The Internal Revenue Service (IRS) recently issued a warning regarding scams that impersonate government officials, particularly targeting the elderly. These scammers pretend to be IRS or other law enforcement agency personnel, attempting to extract money and private information from victims. This article provides information on how these scams work, particularly with regards to stimulus payment and rebate scams.

Exploring Stimulus Payment Scams

In light of the ongoing Stimulus Payment Scams 2024, fraudsters have a fresh opportunity to trick people. There are reports of increased cases of stimulus payment fraud in the wake of government payment and rebates. People yet to receive their stimulus funds from the IRS could be more susceptible to scams, particularly in the current economic climate.

So far, Americans have already lost millions to fraud related to stimulus payments and COVID-19 since January 2020. The IRS distributes stimulus funds through one of three methods: direct deposit, prepaid cards, or mailed checks.

How Fraudsters Trap You in Rebate and Government Payment Scams

Mailbox Theft

One common way scammers carry out this type of fraud is by simply taking your check from your mailbox. The checks are easily identifiable as they come from the US Department of Treasury. Once the check is in their possession, the scammer signs it and sells it.

To counter this, you can prepare for when your check is due to arrive. USPS users can additionally set up an informed delivery account to get a digital preview of incoming mail. If mail theft is a real concern, you can put your mail on hold and pick it up from your local post office.

Identity Theft

Unbeknownst to you, someone could have stolen your identity and utilized your personal information to collect your check.
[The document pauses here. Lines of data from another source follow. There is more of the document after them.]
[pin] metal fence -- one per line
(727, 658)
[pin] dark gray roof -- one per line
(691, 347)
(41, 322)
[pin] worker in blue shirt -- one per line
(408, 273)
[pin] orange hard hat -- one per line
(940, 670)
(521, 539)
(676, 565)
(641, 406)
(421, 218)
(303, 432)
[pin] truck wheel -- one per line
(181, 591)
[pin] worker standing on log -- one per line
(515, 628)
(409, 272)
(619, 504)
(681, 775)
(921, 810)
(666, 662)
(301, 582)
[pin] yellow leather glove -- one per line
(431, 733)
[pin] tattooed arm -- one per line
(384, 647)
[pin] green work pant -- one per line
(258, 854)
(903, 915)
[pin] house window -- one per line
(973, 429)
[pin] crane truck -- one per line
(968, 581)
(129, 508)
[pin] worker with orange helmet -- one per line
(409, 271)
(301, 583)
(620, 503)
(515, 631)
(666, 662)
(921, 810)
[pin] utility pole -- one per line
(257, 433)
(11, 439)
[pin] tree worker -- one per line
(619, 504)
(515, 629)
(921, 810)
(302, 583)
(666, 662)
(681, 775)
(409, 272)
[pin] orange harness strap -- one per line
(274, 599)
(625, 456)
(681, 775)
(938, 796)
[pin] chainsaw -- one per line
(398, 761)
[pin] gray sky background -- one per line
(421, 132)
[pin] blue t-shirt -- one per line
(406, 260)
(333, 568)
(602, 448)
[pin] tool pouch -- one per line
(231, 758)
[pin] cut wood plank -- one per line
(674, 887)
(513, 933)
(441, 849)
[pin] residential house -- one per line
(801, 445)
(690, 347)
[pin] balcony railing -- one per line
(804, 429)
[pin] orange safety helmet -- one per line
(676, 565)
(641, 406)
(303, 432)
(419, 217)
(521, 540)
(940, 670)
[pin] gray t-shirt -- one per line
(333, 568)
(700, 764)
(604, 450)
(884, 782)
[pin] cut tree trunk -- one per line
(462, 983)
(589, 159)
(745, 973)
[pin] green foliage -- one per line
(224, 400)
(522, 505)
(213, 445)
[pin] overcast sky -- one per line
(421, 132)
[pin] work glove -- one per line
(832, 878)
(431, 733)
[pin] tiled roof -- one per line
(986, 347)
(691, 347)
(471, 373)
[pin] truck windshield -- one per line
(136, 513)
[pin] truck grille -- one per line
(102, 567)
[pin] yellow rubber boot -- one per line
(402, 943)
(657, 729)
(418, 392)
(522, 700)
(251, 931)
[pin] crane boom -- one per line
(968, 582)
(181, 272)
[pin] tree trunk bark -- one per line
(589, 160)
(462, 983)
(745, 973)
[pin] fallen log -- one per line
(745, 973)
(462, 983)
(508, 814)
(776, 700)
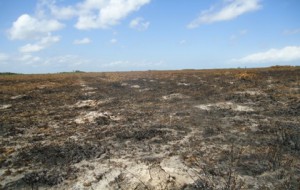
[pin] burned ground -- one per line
(214, 129)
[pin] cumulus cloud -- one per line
(182, 42)
(113, 41)
(236, 36)
(292, 32)
(139, 24)
(40, 45)
(92, 14)
(3, 57)
(133, 64)
(28, 27)
(229, 10)
(286, 54)
(28, 59)
(105, 13)
(82, 41)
The con artist can redirect your funds into their account if they have access to your social security number and date of birth.

Online Scams

Online scams are rampant, especially now with more people using the internet to connect. Scammers often use phishing emails or texts to trick people. The scammer may pretend to be an IRS or government employee and ask you to verify personal details. Always avoid clicking links from social media posts or emails. Note that IRS officials will never ask for your social security number through email or text.

Phone Call Fraud

Scammers can also reach you through your landline or mobile phone. They can be convincing and might even know personal details about you, prompting you to think they are legitimate. However, be cautious of anyone asking about your stimulus check, especially given the heightened scam activities currently.

How Can You Dodge the Scam?

  • If you’re getting an unexpected call from someone claiming to be the IRS without receiving any mail notice prior, end the call immediately.
  • Never use the given number or the one that appears on your caller ID for communications. Use IRS.gov to verify your tax accounts.
  • Remember, the IRS will contact you via the US Postal Service. Stay vigilant. Suspected fraudsters can be reported at ftc.gov/complaint. For official updates and more details, visit IRS’s page on economic impact payments.
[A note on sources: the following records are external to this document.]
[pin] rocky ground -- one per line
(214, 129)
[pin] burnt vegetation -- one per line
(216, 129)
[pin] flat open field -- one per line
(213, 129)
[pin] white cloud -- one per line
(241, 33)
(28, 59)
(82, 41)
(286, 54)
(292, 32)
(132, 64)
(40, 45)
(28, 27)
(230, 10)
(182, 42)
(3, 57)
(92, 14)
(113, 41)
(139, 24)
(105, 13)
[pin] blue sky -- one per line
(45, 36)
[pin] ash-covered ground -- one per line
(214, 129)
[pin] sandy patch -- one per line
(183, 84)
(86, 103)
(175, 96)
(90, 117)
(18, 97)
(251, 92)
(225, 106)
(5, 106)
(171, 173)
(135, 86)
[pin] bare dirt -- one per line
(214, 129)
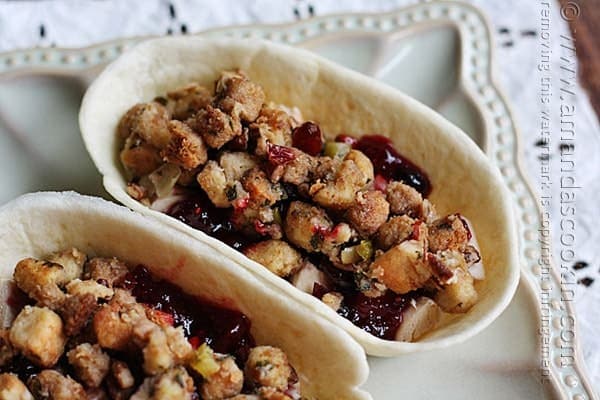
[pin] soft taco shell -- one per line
(329, 363)
(341, 101)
Avoid Gall Unknown Calls, Texts Or Emails

Scammers use phone number spoofing to masquerade as the IRS or other government bodies. If you get a call from someone claiming to be from a legitimate organization, try establishing a separate line of communication, like asking for a return phone number. Scammers generally push for immediate action and are hesitant to provide contact details.
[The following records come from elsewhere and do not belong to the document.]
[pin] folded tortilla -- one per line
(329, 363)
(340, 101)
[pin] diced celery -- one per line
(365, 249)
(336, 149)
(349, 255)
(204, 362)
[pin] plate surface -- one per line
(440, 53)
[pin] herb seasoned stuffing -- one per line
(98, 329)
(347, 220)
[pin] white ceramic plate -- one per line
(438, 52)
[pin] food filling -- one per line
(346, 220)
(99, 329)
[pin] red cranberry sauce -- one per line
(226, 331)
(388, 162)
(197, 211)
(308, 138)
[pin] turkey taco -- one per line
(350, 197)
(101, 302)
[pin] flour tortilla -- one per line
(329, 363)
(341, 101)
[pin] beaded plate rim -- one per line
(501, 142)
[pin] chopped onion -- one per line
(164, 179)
Never Reveal Your Personal Information

A common form of stimulus check scam is being asked to “apply” for the payment via an email, SMS, or social media post. The scammers will then ask for personal data like your Social Security number, bank account, or credit card information. The link they provide could hide malware intended to harm your device and allow the scammer to access your data.

**Q: How can I prevent mailbox theft?**
A: Be prepared for when your check is due and closely monitor your mail. USPS offers an informed delivery service, allowing you to see a digital preview of your incoming mail. If theft is a significant concern, opt to have your mail held so you can pick it up from the post office.

**Q: What should I do if I receive an unexpected call from someone claiming to be the IRS?**
A: End the call immediately. Never use the given contact details for further communication. Ensure you confirm the details of your tax account through IRS.gov.

**Q: How can I avoid online scams?**
A: Be cautious with emails, social media posts, or text messages asking you to verify your personal information. Never click links within these messages. The IRS will never request your Social Security number via email or text. If you suspect a scam, report it via ftc.gov/complaint.